Museum Interrupted

Rachel Hayes · Anne Lindberg · Miles Neidinger

In celebration of the Kansas City Art Institute's 125th Anniversary, three Kansas City based artists were each invited to create site specific installations (respectively) within three of the Nerman Museum's second floor galleries. Rachel Hayes (Fiber 1999) and Miles Neidinger (Sculpture 2000) both received BFA degrees from KCAI, while Anne Lindberg was a former Assistant Professor (1990-99) in the Institute's Foundations Department. Each artist responded to the architecture and space of a particular gallery - and each installation dramatically transforms that space.

Working within the parameters of the Nerman Museum’s Barton P. and Mary D. Cohen Gallery, artist Rachel Hayes envisioned an immense, room-size installation - fabricated from light gels and fabric - which would utilize light and texture to create an experiential work. According to Hayes, “I am interested in creating a work that functions on multiple levels within the space – as a fascinating object, as a minimalist sculpture, as an architectural space/divider, as an abstract painting, as a massive patchwork quilt, as a place of awe and reverence.”

Anne Lindberg chose the more intimately scaled McCaffree Gallery as the site to execute raume yellow. “I found myself recently under a brilliant blue tent eating a juicy yellow/orange peach. When I returned to my studio, I immediately decided to build a version of my ongoing graphite line drawings in space, in yellow,” related Lindberg. Using just a single material, Egyptian cotton thread, the other major elements of Lindberg’s mesmerizing installation are staples and tension. With the taut, horizontal passage of tens of thousands of lines, an abstract, mysterious form - optical and immaterial - transfixes viewers.

The Oppenheimer New Media Gallery is the site for Miles Neidinger’s enigmatic, shimmering Everything we see is never enough.
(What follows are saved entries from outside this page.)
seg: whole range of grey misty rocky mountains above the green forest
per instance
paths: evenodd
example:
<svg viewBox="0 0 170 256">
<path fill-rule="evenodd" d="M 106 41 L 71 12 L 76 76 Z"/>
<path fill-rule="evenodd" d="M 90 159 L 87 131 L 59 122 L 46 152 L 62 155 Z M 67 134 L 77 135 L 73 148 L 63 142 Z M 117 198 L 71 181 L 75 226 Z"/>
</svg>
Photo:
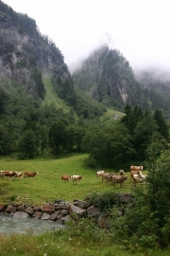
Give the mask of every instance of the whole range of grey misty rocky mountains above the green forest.
<svg viewBox="0 0 170 256">
<path fill-rule="evenodd" d="M 51 78 L 58 96 L 74 106 L 76 90 L 87 97 L 123 111 L 126 104 L 139 105 L 154 111 L 161 108 L 166 117 L 170 109 L 168 72 L 158 69 L 131 68 L 117 49 L 104 43 L 94 49 L 86 60 L 73 66 L 72 75 L 59 48 L 42 35 L 36 22 L 26 14 L 17 13 L 0 1 L 0 78 L 20 82 L 26 92 L 37 100 L 45 98 L 43 78 Z M 90 107 L 92 108 L 92 106 Z M 87 112 L 77 111 L 79 115 Z M 86 117 L 90 115 L 90 109 Z"/>
</svg>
Employing commonplace materials such as twist ties, drinking straws, and yarn, his installation addresses notions of banality and beauty; synthetic and organic; repulsion and attraction. Suspended from three points in the ceiling, his installation cascades to the gallery floor, erupting in riotous, brilliant hues. “It is a sinister response to a cultural drive to organize according to object-hood and to accumulate and consume with an unquenchable thirst,” stated Neidinger.